Collaboration sessions are a recent addition to the offerings of the Harrison Center team. Why? Music therapy is effective and motivating on its own and is a great enhancement to the other services your child is receiving.

A typical individual music therapy session already entails the music therapist working on goal areas that are shared with or inspired by the goals written by the patient’s speech, physical, or occupational therapy goals and adding the musical cuing component. By adding a collaborative session where the music therapist can work with one of those other therapies at the same time, the client reaps the benefits of having the treatment team working in tandem to ensure that there is maximum support designed to help the client meet their goals.

Even when it’s explained or broken down technically, a collaborative session can be confusing until it’s observed or explained from the perspective of each different intervention and the role each therapist plays throughout the session. Some examples are provided below of what to expect during a collaborative session between a music and speech, occupational, or physical therapist.

1. Collaboration sessions have a structure that sets them apart from individual sessions and look different through the lens of each therapy discipline.

The collaboration sessions typically happen during the other therapist’s session. The music therapist will step in for a portion of the already scheduled session with the other therapist to provide musical support for whatever they are working on that particular day.

We review treatment goals and discuss the session with the other therapist beforehand to go over the goal areas that will be targeted in the session. This allows us to sync up with what the other therapist is wanting to target so that we can prepare the musical component of the session accordingly.

A physical therapist may assist the patient in the physical components of balance, coordination, gait and endurance while at the same time, the music therapist may match the exercise with a regular rhythmic beat as well as other musical cuing for entrainment. By matching the body’s movement with an auditory cue, duration of an exercise increases, perception of fatigue decreases, and movement becomes more fluid and organized.

For a child who has a speech delay, a licensed speech language pathologist will identify certain physical and neurological components with which the child is having difficulty. The speech therapist and music therapist will work together to design music-based interventions to address the specific impairment. This may look like composing a song that incorporates certain syllables that are being targeted and repeated within the song lyrics, certain rhythms that address and cue various motor coordination, and certain note durations to improve breath support.

A child with an Autism Spectrum Disorder may have difficulty with the daily routine of dressing and undressing. An occupational therapist may work with the child to incorporate certain adaptations, such as adding velcro or elastic to clothing to make changing easier. A music therapist may then compose a song with lyrics that include step-by-step directions   through mneumonics for how to open and close the velcro on the child’s jacket. 

2. Both therapists are working together side by side, but we each have a discipline-specific role to play in the collaboration sessions.
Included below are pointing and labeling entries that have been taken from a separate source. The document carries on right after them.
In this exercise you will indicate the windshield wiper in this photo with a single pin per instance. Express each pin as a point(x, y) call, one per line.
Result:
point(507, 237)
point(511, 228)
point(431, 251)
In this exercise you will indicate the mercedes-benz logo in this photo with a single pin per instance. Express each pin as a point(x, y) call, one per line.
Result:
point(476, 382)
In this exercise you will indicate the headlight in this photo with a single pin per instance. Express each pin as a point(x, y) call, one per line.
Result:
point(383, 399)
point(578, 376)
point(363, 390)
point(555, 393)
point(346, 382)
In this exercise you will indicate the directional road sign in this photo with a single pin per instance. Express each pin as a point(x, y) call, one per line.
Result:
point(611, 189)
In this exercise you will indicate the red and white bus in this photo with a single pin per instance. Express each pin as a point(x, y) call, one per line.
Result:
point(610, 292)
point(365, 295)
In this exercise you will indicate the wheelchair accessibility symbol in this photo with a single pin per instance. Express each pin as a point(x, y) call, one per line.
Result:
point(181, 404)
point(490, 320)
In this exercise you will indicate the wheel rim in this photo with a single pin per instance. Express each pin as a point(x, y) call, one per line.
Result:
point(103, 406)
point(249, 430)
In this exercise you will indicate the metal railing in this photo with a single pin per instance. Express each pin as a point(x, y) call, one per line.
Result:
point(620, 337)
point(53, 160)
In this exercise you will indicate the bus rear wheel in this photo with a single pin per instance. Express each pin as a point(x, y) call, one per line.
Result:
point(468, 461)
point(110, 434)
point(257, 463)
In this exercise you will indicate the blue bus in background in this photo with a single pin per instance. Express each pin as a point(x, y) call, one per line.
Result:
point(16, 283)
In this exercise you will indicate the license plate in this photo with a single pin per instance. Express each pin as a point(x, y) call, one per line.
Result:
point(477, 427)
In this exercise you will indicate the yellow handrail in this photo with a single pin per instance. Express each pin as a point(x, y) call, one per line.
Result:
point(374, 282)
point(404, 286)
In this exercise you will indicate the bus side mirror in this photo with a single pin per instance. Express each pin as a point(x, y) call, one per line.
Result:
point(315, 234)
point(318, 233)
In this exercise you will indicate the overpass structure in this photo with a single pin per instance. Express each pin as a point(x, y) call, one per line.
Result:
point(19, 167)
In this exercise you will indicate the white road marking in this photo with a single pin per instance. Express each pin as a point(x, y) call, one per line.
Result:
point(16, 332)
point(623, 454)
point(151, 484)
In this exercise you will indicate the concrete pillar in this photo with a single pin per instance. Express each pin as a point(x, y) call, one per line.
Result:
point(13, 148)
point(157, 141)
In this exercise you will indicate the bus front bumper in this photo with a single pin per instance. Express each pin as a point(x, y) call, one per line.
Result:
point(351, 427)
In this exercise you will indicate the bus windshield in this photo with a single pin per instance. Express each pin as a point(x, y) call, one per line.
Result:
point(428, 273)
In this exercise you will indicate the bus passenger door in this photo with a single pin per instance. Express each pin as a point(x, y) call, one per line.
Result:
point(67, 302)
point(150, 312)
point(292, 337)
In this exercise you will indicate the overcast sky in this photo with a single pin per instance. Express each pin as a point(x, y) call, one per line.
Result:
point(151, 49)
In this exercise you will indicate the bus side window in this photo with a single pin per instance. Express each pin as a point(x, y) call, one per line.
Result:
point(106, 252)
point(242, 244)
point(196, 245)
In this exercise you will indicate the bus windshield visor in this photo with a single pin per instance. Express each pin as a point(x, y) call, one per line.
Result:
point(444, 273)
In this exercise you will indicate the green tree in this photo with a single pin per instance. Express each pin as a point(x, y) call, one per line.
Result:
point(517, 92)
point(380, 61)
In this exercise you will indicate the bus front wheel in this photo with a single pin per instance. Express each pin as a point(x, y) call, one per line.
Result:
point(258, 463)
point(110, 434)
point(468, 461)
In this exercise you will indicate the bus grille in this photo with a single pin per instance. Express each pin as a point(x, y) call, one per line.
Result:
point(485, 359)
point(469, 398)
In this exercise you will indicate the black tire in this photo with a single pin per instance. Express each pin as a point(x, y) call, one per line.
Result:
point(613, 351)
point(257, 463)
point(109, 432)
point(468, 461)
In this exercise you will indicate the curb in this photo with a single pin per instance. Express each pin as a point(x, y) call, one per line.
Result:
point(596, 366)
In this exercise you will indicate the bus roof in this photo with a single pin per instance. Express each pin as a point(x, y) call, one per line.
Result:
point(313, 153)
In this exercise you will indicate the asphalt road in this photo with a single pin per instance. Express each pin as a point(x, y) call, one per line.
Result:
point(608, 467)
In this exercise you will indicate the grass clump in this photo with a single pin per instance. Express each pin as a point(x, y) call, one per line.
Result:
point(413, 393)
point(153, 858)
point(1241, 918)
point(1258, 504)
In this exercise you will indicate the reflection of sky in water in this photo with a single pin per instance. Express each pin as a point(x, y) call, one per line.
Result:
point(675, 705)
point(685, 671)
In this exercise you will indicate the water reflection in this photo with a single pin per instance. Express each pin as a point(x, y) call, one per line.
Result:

The music therapist has prepared and will lead the music component based on the goal areas that both therapists agreed to address and focus on in the session. The other therapist is using their expertise in their respective field to do things such as help provide hand-over-hand or full physical assistance, additional verbal or speech cueing prompts and facilitating turn-taking and social skills. This unique aspect of collaboration sessions highlights the importance of all therapy disciplines involved and allows both therapists to work together to focus on supporting the patient in their journey to meet their goals.

Every therapy discipline has a scope of practice that they must follow.Each therapist has received extensive schooling, continuing education, specialized training and credentials in order to practice in their chosen field. This specialized education gives us each a unique part to play as a member of a patient’s treatment team and shapes each therapists role in the sessions.

Even though music therapists wouldn’t discourage another therapist from singing “wheels on the bus” or any other songs or music in their sessions, the role of a music therapist cannot be replaced or duplicated in the same way through another therapy discipline cannot be duplicated by a music therapist.

3. It’s a lot of fun!

Music has many beautiful ways of impacting brain functioning, making goal-oriented therapy tasks and activities seem more like play.

This collaborative process is also fun for the therapists involved. We get to support one another’s professions and approaches to better support your child or loved one – and we love it!

The Harrison Center for Music Therapy has core values that include a team approach and communication, which are two major components of collaboration. These collaborative sessions are a new and rewarding addition to the client service offerings of the Harrison Center team. By supporting other therapeutic approaches and working with other members of a patient’s treatment team within the same session, we are able to come together to create collaborative approaches to better help our patients meet their goals.